Ciências da natureza e matemática possuem inúmeros pontos de confluência e são disciplinas que apresentam grande apelo visual e um elevado grau de abstração, que nos desafia em cada temática a ser abordada. Não há um livro didático pensado para esse público, o que faz com que os planos de aula necessitem ser desenvolvidos e produzidos pelo professor, sempre pensando em criar estratégias para tornar o conteúdo acessível aos alunos. Para essa discussão vamos apresentar e discutir de que forma abordamos algumas temáticas nas aulas de ciências da natureza e de matemática, os recursos que utilizamos e as estratégias implementadas, de modo a contribuir para um ensino que promova, acima de tudo, inclusão social.

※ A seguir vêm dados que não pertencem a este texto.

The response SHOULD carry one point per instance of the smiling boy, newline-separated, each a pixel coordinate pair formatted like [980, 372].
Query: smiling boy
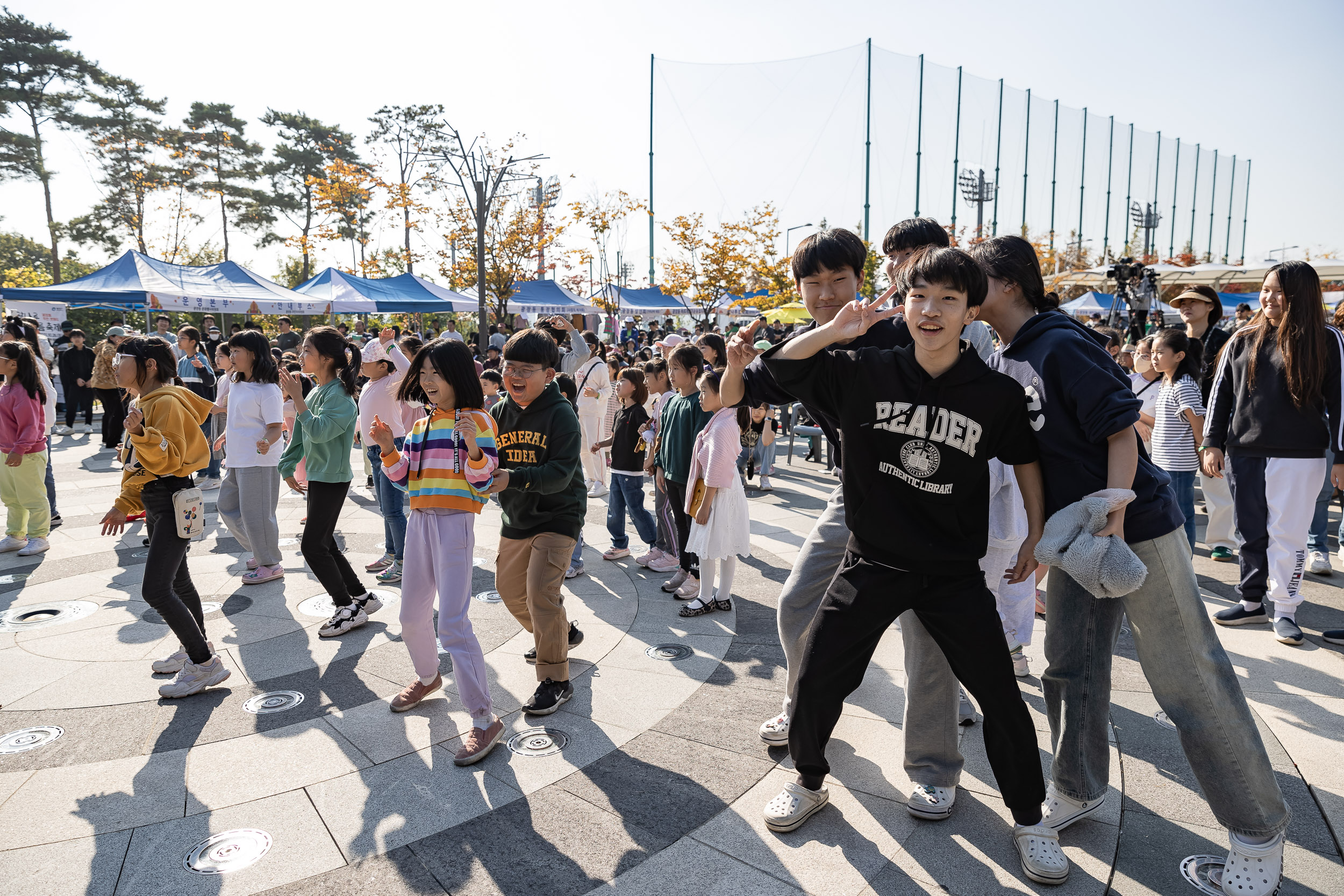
[920, 426]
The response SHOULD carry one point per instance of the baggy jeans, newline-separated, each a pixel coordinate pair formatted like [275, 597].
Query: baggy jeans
[1191, 677]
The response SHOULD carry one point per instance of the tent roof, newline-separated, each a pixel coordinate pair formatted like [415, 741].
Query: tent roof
[139, 280]
[401, 293]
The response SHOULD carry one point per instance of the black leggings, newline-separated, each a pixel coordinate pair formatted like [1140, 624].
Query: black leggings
[864, 598]
[324, 558]
[113, 415]
[167, 586]
[676, 500]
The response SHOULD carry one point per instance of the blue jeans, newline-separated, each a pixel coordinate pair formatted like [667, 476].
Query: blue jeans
[628, 494]
[391, 503]
[1191, 677]
[1318, 537]
[1183, 486]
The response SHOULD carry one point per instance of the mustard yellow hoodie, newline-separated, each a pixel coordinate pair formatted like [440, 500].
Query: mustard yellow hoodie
[171, 442]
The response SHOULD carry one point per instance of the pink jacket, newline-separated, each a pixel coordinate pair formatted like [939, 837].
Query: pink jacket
[22, 424]
[716, 456]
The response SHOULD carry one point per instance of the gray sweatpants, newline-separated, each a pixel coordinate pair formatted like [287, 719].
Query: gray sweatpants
[246, 504]
[932, 691]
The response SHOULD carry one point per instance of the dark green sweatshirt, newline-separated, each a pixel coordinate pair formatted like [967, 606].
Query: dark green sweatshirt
[539, 447]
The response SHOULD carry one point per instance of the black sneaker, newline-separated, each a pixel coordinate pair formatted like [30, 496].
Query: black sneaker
[1240, 615]
[549, 698]
[576, 640]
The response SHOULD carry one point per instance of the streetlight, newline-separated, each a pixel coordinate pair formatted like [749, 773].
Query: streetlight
[789, 232]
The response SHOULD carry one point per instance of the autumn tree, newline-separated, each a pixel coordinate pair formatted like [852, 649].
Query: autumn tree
[226, 166]
[41, 84]
[305, 149]
[409, 135]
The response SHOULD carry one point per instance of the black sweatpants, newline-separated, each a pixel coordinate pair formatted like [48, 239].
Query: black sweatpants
[324, 558]
[77, 398]
[167, 586]
[864, 598]
[676, 500]
[113, 415]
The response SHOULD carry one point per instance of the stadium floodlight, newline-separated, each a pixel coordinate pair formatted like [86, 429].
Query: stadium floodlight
[976, 191]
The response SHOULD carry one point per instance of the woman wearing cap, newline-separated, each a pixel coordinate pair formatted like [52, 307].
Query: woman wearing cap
[105, 388]
[1200, 310]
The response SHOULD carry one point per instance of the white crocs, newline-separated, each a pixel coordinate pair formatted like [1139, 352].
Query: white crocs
[1042, 859]
[776, 731]
[793, 806]
[1252, 871]
[1058, 812]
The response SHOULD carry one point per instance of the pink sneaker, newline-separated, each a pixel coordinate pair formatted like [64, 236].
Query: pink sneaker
[264, 574]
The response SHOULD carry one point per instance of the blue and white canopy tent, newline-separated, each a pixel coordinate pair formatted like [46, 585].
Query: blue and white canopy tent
[393, 295]
[138, 281]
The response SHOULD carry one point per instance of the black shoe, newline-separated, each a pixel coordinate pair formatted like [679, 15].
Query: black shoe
[1238, 615]
[576, 640]
[549, 698]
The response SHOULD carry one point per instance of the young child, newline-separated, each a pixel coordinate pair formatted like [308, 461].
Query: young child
[23, 440]
[385, 366]
[445, 465]
[628, 467]
[252, 440]
[664, 556]
[683, 418]
[1178, 417]
[721, 529]
[324, 434]
[544, 501]
[920, 428]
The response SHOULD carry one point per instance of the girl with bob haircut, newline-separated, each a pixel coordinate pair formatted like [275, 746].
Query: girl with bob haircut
[1277, 382]
[165, 447]
[253, 444]
[324, 434]
[447, 465]
[1084, 412]
[23, 440]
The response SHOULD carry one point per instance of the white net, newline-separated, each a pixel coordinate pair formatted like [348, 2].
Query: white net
[729, 138]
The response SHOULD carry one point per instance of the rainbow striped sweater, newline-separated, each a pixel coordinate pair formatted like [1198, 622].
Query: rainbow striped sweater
[424, 468]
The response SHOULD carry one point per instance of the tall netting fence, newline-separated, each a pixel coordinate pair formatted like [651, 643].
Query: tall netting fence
[797, 132]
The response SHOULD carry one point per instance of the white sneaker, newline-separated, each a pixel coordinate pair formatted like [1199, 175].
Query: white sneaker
[931, 804]
[793, 806]
[1058, 812]
[1042, 859]
[35, 546]
[776, 731]
[194, 679]
[175, 661]
[1254, 871]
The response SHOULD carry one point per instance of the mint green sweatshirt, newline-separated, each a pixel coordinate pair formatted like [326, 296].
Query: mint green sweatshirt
[324, 436]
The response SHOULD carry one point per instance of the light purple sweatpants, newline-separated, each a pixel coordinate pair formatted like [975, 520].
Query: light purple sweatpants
[439, 559]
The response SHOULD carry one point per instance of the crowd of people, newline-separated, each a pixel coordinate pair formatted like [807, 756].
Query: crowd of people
[961, 413]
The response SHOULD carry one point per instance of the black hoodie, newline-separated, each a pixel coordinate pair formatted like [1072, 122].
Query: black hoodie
[539, 447]
[917, 449]
[1078, 397]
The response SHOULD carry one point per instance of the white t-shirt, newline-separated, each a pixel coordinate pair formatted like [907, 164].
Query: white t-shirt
[252, 409]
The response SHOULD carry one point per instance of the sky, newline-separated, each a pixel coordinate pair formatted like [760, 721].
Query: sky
[574, 81]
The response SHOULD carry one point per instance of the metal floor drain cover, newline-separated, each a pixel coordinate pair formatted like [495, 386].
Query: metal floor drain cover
[1195, 871]
[27, 739]
[275, 701]
[538, 742]
[227, 852]
[670, 652]
[39, 615]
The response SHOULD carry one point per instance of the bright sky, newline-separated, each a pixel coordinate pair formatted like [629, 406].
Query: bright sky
[574, 78]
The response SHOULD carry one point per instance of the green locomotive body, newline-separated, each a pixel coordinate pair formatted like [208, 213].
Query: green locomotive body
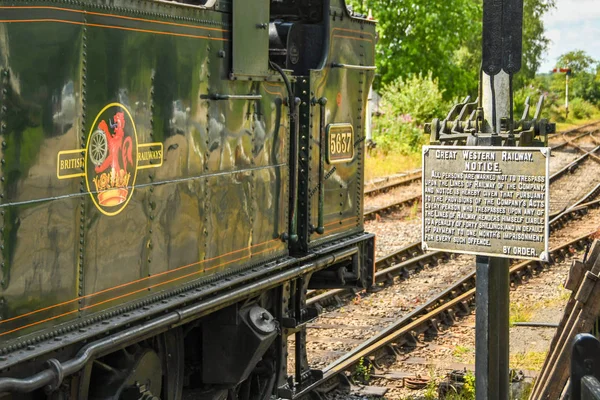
[170, 173]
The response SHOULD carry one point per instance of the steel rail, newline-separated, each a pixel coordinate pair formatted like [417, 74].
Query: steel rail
[413, 176]
[458, 299]
[383, 210]
[566, 142]
[402, 181]
[418, 260]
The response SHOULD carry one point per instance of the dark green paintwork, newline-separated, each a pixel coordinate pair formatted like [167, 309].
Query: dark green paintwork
[220, 200]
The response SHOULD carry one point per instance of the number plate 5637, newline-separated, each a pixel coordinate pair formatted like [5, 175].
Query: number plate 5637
[341, 143]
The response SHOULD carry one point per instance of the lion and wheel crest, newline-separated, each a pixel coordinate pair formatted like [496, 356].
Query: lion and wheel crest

Considerando as aulas de ciências da natureza escolhemos os conteúdos de biodiversidade e ecologia, que são repletos de conceituações que requerem elevado grau de abstração, além de compreensão ampla das interações existentes entre os seres vivos e desses com os fatores abióticos (aspectos físicos, químicos ou físico-químicos) do ambiente. Materializar esses conteúdos para o público em questão se revela de forma desafiadora e nossa experiência tem apontado que apenas a teorização desses conceitos não possibilita ao aluno a sua adequada compreensão.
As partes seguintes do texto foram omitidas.